Roland Gori
Psychanalyste et professeur émérite de psychologie et de psychopathologie.
Avons-nous lâché le vivant pour les algorithmes
?
Source : La fabrique de nos servitudes : comment en
sortir ? (Vidéo 46mn)
Animateur
« Vous citez l'empereur de chine dans le conte d'Andersen écrit en 1837, qui préféra l'oiseau automate au vrai rossignol. Le premier permettant de savoir ce qui va suivre alors que le second, le vrai, on ne peut jamais prévoir. Vous écrivez alors, nous avons lâché la proie du vivant pour l'ombre des algorithmes. Mais j'allais vous demander sans vous taquiner, on ne nous a pas vraiment laissé le choix. »
Roland Gori
« Oui c'est vrai mais d'une certaine façon nous avons consenti à cette aliénation. Nous avons consenti dans la mesure où la modernité… nous apportant une certaine discordance des temps, le moderne disait Baudelaire, le fugitif, le transitoire, le contingent. Il y a là quelque chose d'absolument affolant. C'est à la fois tout à fait merveilleux puisque l'avenir est en quelque sorte ouvert, comme la démocratie il est à inventer, à construire, mais en même temps c'est affolant, il y a une angoisse, une incertitude, et cette instabilité est bien évidemment beaucoup plus importante aujourd'hui qu'elle ne l'était du temps de Baudelaire ou de Disraeli. Donc cette angoisse face à un monde incertain, un monde instable, nous amène à nous attacher, voir à nous aliéner à une culture, un paradigme essentiellement technique, essentiellement objectif. Or, c'est le point très important, je ne suis pas technophobe, je ne récuse pas les chiffres, je ne récuse pas les statistiques. Le problème n'est pas là, il est qu'il nous faudrait aujourd'hui être capable à la fois d'utiliser les prouesses technologiques, et notamment les prouesses que nous permettent les algorithmes, les nouvelles technologies, et en même temps ne pas lâcher l'essentiel de notre rapport au monde, c'est-à-dire au vivant. Vous vous souvenez de cette phrase du philosophe et poète Édouard Glissant « rien n'est Vrai, tout est vivant ». Nous sommes rattachés au monde et si nous lâchons notre lien, notre cordon ombilical avec le vivant, avec la nature, la nature dans laquelle nous sommes inclus, nous ne sommes pas face à la nature nous faisons partie de la nature, à ce moment-là nous risquons de tomber dans différentes formes de rationalismes morbides. Il y a un rationalisme économique morbide, un rationalisme objectivant morbide, il y a un rationalisme de la neuro pédagogie morbide pour donner des ordres et transformer les élèves et bien évidemment les citoyens en profils biostatistiques ou en logiciel que l'on commande à distance, c'est-à-dire on va jouer aux marionnettistes avec les fils numériques, on va tenir les citoyens et en particulier les élèves pour les agiter et les mouvoir comme on le souhaite. »
L'habitus…
Source : La fabrique de nos servitudes. (vidéo 1h19)

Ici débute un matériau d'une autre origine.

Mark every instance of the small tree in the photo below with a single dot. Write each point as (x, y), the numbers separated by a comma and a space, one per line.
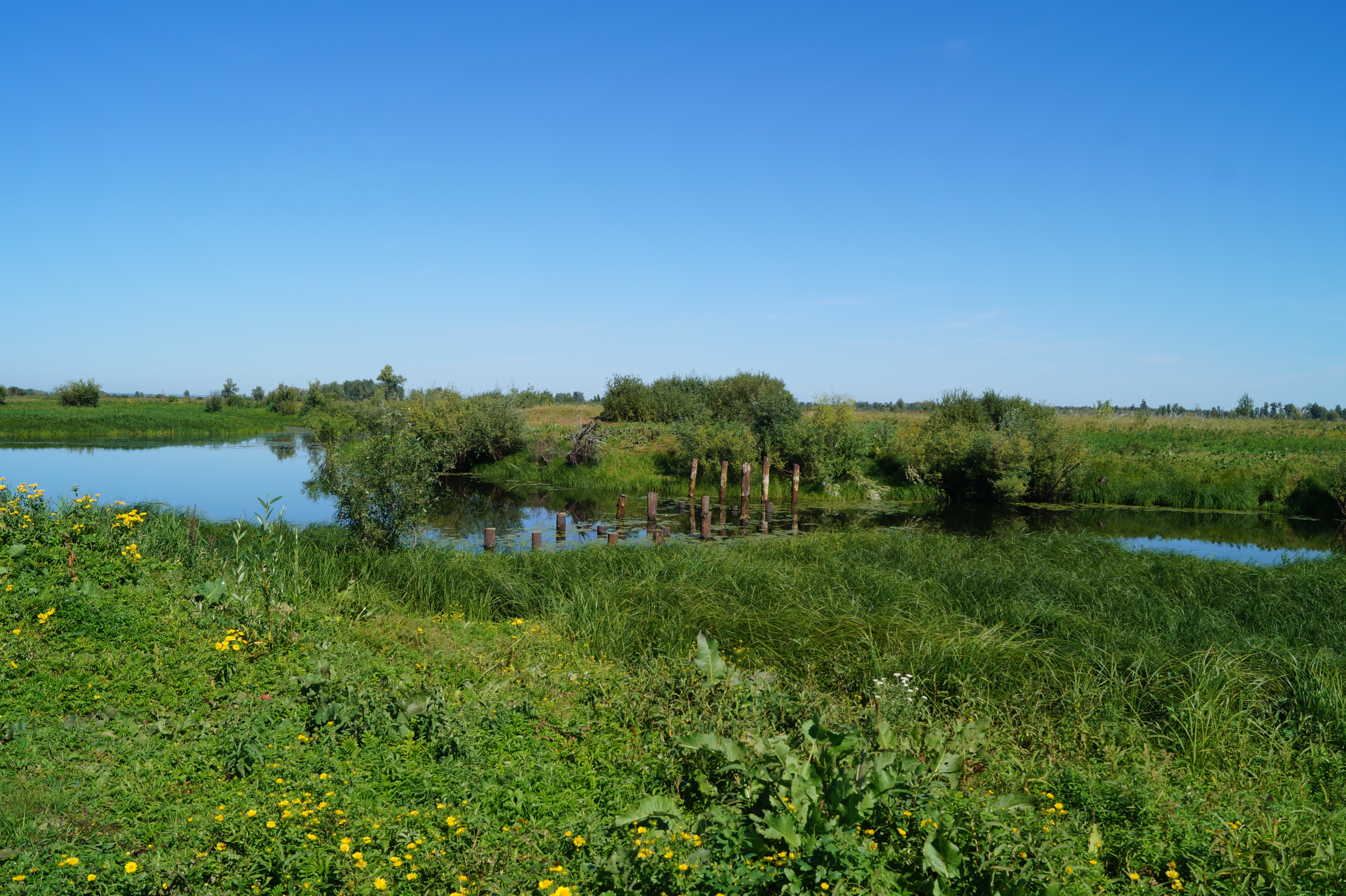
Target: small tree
(80, 393)
(391, 383)
(283, 400)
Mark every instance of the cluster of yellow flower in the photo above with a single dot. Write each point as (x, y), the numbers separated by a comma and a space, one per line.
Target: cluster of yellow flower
(233, 638)
(130, 519)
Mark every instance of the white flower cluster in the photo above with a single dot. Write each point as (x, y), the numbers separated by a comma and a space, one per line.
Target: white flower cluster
(904, 683)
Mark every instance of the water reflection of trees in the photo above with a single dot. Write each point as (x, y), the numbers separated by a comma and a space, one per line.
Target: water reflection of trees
(466, 506)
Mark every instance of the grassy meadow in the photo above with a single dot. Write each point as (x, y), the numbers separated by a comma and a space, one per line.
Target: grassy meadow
(44, 419)
(188, 707)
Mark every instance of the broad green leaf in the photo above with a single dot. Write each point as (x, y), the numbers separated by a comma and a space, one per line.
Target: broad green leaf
(651, 806)
(950, 765)
(730, 750)
(709, 660)
(1095, 839)
(1013, 801)
(779, 827)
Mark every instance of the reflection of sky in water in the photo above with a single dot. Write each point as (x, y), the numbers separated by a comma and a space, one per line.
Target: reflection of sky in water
(221, 481)
(225, 478)
(1216, 551)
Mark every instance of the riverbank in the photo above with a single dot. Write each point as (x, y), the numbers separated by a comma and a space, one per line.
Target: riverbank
(480, 723)
(45, 419)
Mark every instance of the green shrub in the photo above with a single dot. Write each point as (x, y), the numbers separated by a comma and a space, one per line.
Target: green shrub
(80, 393)
(383, 485)
(283, 400)
(715, 441)
(830, 446)
(994, 448)
(625, 399)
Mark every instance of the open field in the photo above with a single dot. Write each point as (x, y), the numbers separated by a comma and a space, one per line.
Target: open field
(23, 419)
(441, 722)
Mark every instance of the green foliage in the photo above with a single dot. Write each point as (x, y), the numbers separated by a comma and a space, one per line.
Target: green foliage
(1151, 714)
(994, 448)
(383, 484)
(1337, 486)
(124, 418)
(714, 441)
(79, 393)
(391, 383)
(625, 400)
(383, 459)
(830, 446)
(283, 400)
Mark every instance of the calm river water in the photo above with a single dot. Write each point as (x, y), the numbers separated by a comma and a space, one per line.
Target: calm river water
(224, 478)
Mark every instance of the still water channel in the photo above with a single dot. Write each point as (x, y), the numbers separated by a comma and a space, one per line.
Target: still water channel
(224, 478)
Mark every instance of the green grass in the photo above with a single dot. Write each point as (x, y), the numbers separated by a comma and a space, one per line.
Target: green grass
(131, 418)
(1193, 711)
(643, 458)
(1221, 465)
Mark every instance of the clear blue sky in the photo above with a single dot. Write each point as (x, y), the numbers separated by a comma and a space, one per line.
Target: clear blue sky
(1066, 201)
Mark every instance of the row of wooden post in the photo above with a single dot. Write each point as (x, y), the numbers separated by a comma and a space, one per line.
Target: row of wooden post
(652, 501)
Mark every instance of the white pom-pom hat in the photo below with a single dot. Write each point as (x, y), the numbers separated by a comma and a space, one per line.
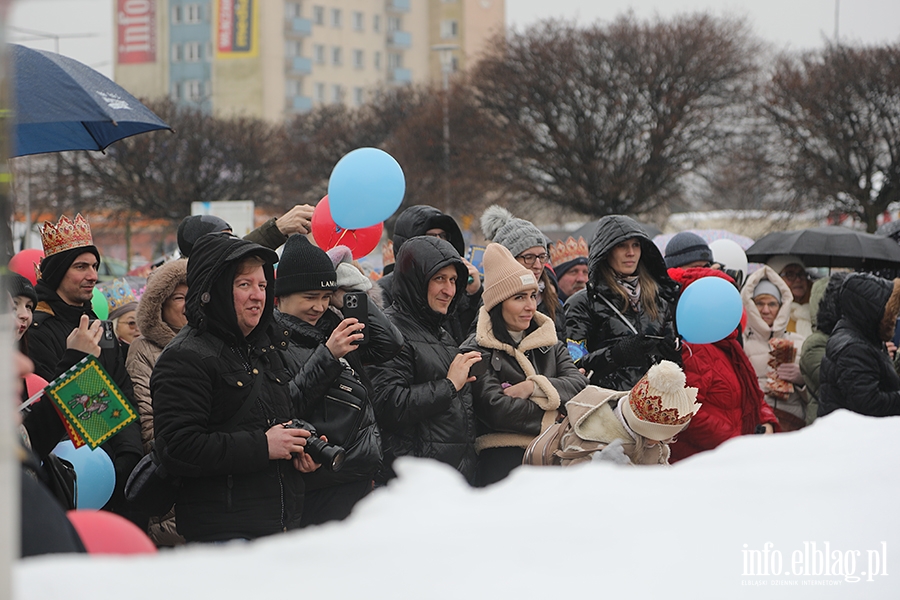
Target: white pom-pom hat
(659, 405)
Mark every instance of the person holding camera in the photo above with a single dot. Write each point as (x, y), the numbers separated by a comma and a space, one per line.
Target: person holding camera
(527, 375)
(622, 323)
(423, 402)
(65, 330)
(326, 358)
(221, 401)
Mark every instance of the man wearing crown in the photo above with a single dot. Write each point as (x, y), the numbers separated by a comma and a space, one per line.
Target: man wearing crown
(65, 330)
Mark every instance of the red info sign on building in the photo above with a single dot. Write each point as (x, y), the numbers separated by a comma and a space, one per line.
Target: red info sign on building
(136, 23)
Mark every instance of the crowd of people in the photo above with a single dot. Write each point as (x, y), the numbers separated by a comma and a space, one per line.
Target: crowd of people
(280, 390)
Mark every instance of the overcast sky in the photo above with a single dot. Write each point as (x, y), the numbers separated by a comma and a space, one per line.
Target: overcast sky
(795, 24)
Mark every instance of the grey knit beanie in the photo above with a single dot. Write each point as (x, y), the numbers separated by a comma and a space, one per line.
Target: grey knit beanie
(686, 247)
(518, 235)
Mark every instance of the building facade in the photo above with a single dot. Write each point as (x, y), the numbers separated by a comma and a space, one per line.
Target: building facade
(275, 58)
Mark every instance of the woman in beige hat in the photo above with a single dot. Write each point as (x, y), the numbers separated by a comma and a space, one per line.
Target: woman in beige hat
(529, 375)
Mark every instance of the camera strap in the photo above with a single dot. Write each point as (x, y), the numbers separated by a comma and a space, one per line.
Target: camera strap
(245, 407)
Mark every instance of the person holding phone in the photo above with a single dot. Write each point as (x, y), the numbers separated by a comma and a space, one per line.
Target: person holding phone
(529, 375)
(423, 400)
(622, 322)
(326, 361)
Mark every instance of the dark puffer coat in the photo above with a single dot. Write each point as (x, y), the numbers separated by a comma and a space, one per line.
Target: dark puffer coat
(593, 324)
(856, 372)
(54, 320)
(418, 409)
(315, 370)
(231, 489)
(415, 221)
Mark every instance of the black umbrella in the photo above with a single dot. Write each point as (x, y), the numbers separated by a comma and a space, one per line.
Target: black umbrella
(62, 104)
(828, 247)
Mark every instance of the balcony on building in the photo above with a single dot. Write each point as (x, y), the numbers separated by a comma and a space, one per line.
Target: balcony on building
(299, 65)
(300, 26)
(400, 39)
(400, 76)
(398, 5)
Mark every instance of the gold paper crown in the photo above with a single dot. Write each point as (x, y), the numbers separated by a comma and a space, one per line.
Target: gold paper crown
(564, 251)
(66, 235)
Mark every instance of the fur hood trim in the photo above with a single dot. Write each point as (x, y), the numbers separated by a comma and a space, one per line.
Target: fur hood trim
(542, 337)
(160, 285)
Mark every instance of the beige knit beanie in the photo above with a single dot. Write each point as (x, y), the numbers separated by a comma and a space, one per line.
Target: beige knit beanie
(659, 405)
(504, 276)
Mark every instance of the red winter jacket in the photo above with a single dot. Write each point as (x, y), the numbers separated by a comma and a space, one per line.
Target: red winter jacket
(727, 387)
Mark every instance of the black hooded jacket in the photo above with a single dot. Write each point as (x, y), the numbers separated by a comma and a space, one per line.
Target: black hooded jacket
(231, 489)
(856, 372)
(413, 222)
(418, 409)
(591, 322)
(54, 320)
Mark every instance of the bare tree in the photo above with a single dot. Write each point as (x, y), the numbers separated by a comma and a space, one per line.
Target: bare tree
(609, 119)
(838, 111)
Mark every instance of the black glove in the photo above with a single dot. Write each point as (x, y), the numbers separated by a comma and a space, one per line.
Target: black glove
(632, 350)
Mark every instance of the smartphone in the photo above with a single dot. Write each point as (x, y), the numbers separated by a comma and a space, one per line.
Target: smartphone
(107, 335)
(480, 368)
(356, 306)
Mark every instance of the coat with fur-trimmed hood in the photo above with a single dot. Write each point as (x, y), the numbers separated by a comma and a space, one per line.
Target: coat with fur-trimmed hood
(856, 372)
(155, 334)
(505, 421)
(757, 335)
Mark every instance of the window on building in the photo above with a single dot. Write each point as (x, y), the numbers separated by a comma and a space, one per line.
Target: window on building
(293, 48)
(291, 10)
(192, 52)
(449, 28)
(193, 13)
(193, 90)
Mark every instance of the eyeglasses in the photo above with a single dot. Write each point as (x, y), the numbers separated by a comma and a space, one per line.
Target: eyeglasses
(528, 259)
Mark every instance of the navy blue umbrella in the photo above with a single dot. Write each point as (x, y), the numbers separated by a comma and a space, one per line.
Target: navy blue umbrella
(62, 104)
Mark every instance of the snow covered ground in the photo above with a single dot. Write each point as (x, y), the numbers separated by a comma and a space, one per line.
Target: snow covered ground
(701, 529)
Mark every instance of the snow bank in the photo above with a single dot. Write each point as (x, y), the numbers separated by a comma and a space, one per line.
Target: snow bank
(699, 529)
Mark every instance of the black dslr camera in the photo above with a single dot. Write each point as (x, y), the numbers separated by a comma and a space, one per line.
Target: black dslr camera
(331, 457)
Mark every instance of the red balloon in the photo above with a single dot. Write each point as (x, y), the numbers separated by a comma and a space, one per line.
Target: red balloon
(329, 234)
(104, 532)
(34, 383)
(24, 263)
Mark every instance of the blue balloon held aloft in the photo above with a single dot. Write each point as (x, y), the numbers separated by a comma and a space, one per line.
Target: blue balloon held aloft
(708, 310)
(366, 187)
(96, 476)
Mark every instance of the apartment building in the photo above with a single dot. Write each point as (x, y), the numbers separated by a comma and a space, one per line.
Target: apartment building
(276, 58)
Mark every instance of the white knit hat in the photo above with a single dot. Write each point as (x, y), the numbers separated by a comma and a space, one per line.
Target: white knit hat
(504, 276)
(659, 405)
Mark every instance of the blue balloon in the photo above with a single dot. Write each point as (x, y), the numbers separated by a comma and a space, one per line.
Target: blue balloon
(708, 310)
(96, 476)
(366, 187)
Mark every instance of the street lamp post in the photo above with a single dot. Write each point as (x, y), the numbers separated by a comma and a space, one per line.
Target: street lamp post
(445, 53)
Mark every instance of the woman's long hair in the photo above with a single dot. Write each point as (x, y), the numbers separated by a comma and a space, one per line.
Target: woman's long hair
(649, 288)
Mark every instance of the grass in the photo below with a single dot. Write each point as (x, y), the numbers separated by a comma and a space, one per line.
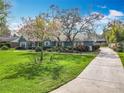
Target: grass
(18, 75)
(121, 55)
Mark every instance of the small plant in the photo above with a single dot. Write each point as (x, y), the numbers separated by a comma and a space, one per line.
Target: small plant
(4, 48)
(56, 70)
(37, 49)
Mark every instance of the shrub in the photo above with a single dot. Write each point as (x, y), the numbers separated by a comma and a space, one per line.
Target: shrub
(56, 70)
(5, 44)
(38, 49)
(4, 47)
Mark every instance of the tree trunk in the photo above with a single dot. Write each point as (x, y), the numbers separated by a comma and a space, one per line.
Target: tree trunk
(41, 53)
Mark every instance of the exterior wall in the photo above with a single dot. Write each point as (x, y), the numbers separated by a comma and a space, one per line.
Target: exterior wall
(14, 45)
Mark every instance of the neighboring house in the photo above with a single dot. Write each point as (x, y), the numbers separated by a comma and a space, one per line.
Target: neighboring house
(9, 40)
(101, 42)
(24, 43)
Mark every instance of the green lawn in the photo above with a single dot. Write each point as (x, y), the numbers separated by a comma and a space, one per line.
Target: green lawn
(18, 75)
(122, 57)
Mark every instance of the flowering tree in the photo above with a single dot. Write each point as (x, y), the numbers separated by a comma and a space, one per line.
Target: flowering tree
(4, 6)
(72, 23)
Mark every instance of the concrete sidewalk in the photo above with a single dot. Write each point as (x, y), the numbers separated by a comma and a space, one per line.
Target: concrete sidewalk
(105, 74)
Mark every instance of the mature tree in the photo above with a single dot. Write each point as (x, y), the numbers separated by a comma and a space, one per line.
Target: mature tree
(114, 31)
(54, 28)
(72, 23)
(4, 6)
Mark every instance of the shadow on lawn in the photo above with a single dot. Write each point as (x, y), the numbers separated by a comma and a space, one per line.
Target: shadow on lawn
(33, 69)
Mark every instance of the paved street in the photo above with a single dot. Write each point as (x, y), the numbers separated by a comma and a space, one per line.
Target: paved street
(105, 74)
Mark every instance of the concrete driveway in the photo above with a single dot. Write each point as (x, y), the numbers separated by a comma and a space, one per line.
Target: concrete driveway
(105, 74)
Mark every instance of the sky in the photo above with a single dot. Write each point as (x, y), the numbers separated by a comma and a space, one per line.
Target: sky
(24, 8)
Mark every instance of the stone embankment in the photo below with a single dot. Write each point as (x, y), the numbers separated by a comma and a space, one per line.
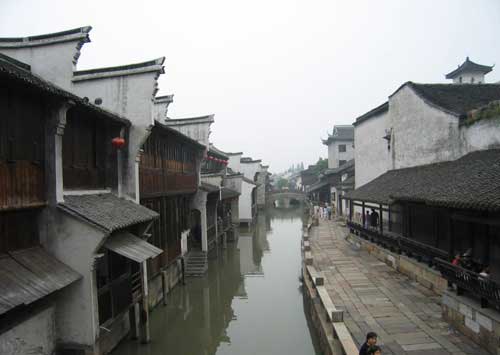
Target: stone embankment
(351, 292)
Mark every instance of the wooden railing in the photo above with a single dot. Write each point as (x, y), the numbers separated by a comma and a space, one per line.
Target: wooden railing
(477, 285)
(421, 250)
(155, 181)
(398, 242)
(21, 185)
(211, 237)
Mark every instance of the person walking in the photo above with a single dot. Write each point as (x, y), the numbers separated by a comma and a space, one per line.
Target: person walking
(371, 340)
(374, 350)
(374, 218)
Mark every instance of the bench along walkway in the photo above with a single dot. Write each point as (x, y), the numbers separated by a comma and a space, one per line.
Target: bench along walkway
(375, 297)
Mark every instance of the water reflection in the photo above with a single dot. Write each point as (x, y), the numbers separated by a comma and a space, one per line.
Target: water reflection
(249, 302)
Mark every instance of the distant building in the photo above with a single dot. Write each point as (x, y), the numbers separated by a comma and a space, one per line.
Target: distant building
(427, 167)
(469, 73)
(340, 145)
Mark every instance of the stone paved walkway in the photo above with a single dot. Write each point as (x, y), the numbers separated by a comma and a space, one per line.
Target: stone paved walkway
(375, 297)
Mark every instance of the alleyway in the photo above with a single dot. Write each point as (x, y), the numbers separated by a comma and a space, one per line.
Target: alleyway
(374, 297)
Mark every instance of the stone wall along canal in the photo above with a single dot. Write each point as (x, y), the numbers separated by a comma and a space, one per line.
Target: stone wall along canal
(250, 302)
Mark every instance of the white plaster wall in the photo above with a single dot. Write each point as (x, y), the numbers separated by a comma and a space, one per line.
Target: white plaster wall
(36, 335)
(245, 201)
(334, 156)
(52, 62)
(234, 162)
(484, 134)
(261, 189)
(371, 156)
(422, 134)
(74, 243)
(160, 110)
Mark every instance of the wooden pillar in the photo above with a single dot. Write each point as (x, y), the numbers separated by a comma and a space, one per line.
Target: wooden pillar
(451, 240)
(363, 214)
(133, 322)
(389, 217)
(164, 286)
(381, 219)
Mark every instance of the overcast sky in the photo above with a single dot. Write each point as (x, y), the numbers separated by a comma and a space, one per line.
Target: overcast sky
(277, 74)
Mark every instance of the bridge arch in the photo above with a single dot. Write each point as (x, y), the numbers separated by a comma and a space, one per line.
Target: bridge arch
(286, 196)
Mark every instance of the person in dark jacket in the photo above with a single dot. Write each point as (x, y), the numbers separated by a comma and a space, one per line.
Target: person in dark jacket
(374, 217)
(374, 350)
(371, 340)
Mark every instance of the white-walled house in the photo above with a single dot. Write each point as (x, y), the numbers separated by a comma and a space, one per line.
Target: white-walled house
(469, 73)
(340, 145)
(427, 161)
(423, 124)
(372, 153)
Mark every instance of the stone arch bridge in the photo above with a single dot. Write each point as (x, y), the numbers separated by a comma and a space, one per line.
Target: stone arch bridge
(285, 196)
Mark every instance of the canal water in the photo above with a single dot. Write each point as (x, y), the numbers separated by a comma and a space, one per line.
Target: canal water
(250, 302)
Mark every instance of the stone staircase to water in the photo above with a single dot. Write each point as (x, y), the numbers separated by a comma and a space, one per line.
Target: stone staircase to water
(196, 263)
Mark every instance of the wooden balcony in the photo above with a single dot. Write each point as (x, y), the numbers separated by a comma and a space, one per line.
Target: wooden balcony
(22, 185)
(155, 182)
(398, 243)
(211, 237)
(478, 286)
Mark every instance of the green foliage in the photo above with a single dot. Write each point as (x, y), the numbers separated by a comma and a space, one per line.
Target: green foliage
(492, 110)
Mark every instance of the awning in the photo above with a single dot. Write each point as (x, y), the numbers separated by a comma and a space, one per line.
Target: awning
(227, 193)
(29, 275)
(132, 247)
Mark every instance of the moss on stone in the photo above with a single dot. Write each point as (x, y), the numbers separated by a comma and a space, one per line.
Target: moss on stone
(490, 111)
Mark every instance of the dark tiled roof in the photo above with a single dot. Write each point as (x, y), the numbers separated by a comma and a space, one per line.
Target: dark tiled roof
(229, 193)
(217, 152)
(149, 63)
(471, 182)
(247, 160)
(318, 186)
(179, 135)
(21, 72)
(346, 166)
(209, 187)
(30, 274)
(165, 98)
(457, 99)
(107, 210)
(372, 113)
(80, 30)
(340, 133)
(467, 67)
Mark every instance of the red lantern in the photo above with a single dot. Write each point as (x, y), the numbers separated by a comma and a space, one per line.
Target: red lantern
(118, 142)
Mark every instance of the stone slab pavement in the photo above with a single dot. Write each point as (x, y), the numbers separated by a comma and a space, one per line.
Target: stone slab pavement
(405, 315)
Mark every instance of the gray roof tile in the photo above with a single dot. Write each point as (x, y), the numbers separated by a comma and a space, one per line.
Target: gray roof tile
(107, 210)
(471, 182)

« Quand nous agissons sur nos scènes professionnelles aujourd'hui, nous acquérons ces « habitus ». C'est un point extrêmement important puisque l'habitus n'est pas seulement en quelque sorte une structure sociale, l'habitus c'est aussi une structure mentale. C'est-à-dire que la manière dont nous travaillons, nous l'incorporons, nous l'intériorisons, et ça devient des structures cognitives, des structures symboliques, pour pouvoir penser le monde, penser l'autre, et nous penser nous-mêmes. »
Nécessité d'un Progrès dans la sagesse.
Source : La religion du marché a fait de nous des êtres serviles et conformes. (Vidéo Élucid : 1h29)
3mn15
« j'ai un peu l'habitude de dire d'ailleurs que la crise écologique n'existe pas, elle n'est que la part émergée d'une crise anthropologique beaucoup plus profonde qui est l'exploitation du vivant comme stock à exploiter au maximum pour produire du profit. Donc effectivement, comment voulez-vous que l'humain traite la nature, l'environnement, mieux qu'il ne se traite lui-même ou qu'il traite ses semblables ? Donc je crois que c'est cela que nous avons, et nous avons si vous voulez une crise majeure produite en partie, mais pas seulement, par une mondialisation qui aboutit à ce que le philosophe Achille Mbembe appelle le risque du « devenir nègre du monde » . C'est-à-dire que la situation que pouvait avoir et c'est un peu le thème vous le savez de mon dernier essaie, la situation que pouvait avoir les esclaves qui étaient arrachés à leurs liens, bien sûr la terre, la région, mais la tribu, la famille, les amis, les dieux, la langue, étaient ensuite transformés en instrument, c'est-à-dire au service justement d'une pure utilité dans la plantation. Comparaison n'est pas raison mais je pense que nous vivons quelque chose de cet ordre-là à savoir que nous avons essentiellement considéré aujourd'hui l'humain comme un instrument dont il faut se servir ou dont il faut lui apprendre à se servir, c'est à dire à lui-même s'exploiter et s'utiliser comme instrument pour pouvoir survivre. On a opéré une mondialisation sur un plan purement marchand, économique, financier, mais sans se doter je dirais d'une civilisation de protection sanitaire, de protection sociale, d'échange culturel. Échange culturel qui ne soit pas transformé simplement en spectacle ou en marchandise. Donc je crois que c'est cette crise là que nous vivons. Nous avons si vous voulez un décrochage entre l'évolution spectaculaire des savoirs scientifiques, des techniques, des échanges commerçants mais sans pour autant que ces progrès techniques, scientifiques et industrielles soient accompagnés d'un progrès dans la sagesse, d'un progrès dans la dignité de l'homme, d'un progrès dans tout ce qui fait finalement l'humanité de l'homme. »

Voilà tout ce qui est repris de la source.